Why does the same indoor temperature feel different depending on the outdoor temperature?
I’m sitting here in my apartment with the thermostat set on 68. It’s 29 outside. I’m wearing long pants, a long-sleeved shirt with an undershirt underneath, and socks, and I’m cold. My feet are so uncomfortably cold that I’m about to go put some shoes on.
Yet in the spring or fall, when it’s just cool enough outside for heat to be necessary (say, in the lower 50s,) I’m perfectly comfortable wearing what I’m wearing now and keeping my thermostat at 68.
Most perplexing, in the dog days of summer, when it’s 98 outside, if I keep my thermostat at 68, I can wear shorts and a t-shirt and be perfectly comfortable, even a little warm.
Is there a scientific explanation for this phenomenon?
Generally, people have one thermostat. The temperature you read on that thermostat is only valid in the immediate vicinity of said thermostat. When you go to the next room, it can easily be a few degrees colder (or warmer), depending on how good your air circulation is, quality and quantity of insulation, etc.
Relative humidity is typically lower during the winter months. This increases the rate of evaporation of moisture from our skin, which draws heat away from our bodies.
However, if the temperature and relative humidity are both the same, your level of comfort should be the same, as the rate of heat loss through conduction, convection, radiation, and evaporation would be roughly equal in both cases.
This used to bug me, too. The answer comes down to radiation. In the winter, the surfaces in the room and outside the window are colder, and radiate less energy at you.
Basically, if the mean temperature of the walls and the stuff outside the window falls by 1 degree, you need to increase the air temperature by 1 degree to compensate.
There are several factors. Drafts have been mentioned but this should be easily prevented. Humidity has also been mentioned. In winter the inside (heated) air has a lower humidity than in the summer and this would make it feel a bit colder. Then the temperature of the walls. Suppose the air temperature is 78F inside and outside. The exterior walls will also be at 78F. If the temperature outside goes down substantially and we heat the insiide air to maintain 78 the wall will be colder. The temperature we feel does not depend only on how much heat we lose by conduction but also by radiation. Now we are losing mure by radiation as the wall keeps more of the heat if receives and radiates less back. conversely, in the summer, when it is 90F outside, the same 78F inside will feel warmer because the walls are raditing heat on us.

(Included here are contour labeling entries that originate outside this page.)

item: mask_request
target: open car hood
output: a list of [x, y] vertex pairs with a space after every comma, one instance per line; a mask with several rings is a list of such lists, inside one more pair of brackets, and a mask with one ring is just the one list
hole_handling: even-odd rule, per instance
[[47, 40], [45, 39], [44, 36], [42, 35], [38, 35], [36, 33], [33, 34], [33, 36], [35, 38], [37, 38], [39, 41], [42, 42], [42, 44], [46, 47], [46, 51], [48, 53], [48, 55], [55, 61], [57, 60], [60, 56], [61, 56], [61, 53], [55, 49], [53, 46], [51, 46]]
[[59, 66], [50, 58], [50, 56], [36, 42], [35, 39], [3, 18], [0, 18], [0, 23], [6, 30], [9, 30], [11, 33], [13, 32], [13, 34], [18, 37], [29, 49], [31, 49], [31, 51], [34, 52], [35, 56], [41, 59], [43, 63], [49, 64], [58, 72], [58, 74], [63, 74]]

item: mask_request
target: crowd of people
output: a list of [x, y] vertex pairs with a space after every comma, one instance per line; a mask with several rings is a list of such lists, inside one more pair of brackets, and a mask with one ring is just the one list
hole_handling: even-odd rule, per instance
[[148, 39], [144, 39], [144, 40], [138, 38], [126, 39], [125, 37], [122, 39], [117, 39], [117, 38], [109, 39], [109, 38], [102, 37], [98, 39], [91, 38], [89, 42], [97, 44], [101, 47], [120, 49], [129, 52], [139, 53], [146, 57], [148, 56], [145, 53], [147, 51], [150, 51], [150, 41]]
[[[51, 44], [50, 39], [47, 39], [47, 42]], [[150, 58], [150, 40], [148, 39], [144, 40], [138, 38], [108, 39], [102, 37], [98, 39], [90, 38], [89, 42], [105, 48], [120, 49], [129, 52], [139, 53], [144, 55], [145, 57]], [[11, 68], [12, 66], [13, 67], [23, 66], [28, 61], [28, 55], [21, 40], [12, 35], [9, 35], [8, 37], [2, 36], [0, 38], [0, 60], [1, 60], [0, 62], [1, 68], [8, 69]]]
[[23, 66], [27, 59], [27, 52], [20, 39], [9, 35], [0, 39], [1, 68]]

For some years I had an office inside a building, with no outside walls and with air temperature and humidity tightly controlled and my experience was that this effect did not happen.
OTOH, temperature sensation also depends a lot on personal circumstances. With the same temperature I can feel chilly when I am relaxed working on the computer and start sweating after I have done some physical work. Also, my boss walking in the door asking if that report was ready could get me sweating pretty quick. I also noticed the women generally felt colder than the men and we had many arguments about this. I had to wear a coat and tie which is proper business attire but the women insisted on wearing short dresses and felt cold. My position was that it is not reasonable to heat the building to the point where you can wear beach clothes and it is more reasonable to cover yourself a bit more.
Almost surely radiation to the walls. I lived for two years in a house so badly insulated that in very cold weather (below 0F) ice would form on the inside of the outside walls. I could raise the thermostat (on an inside wall) to 75 and it would still feel cool. Drafts may have made a small difference, but I think it was radiation.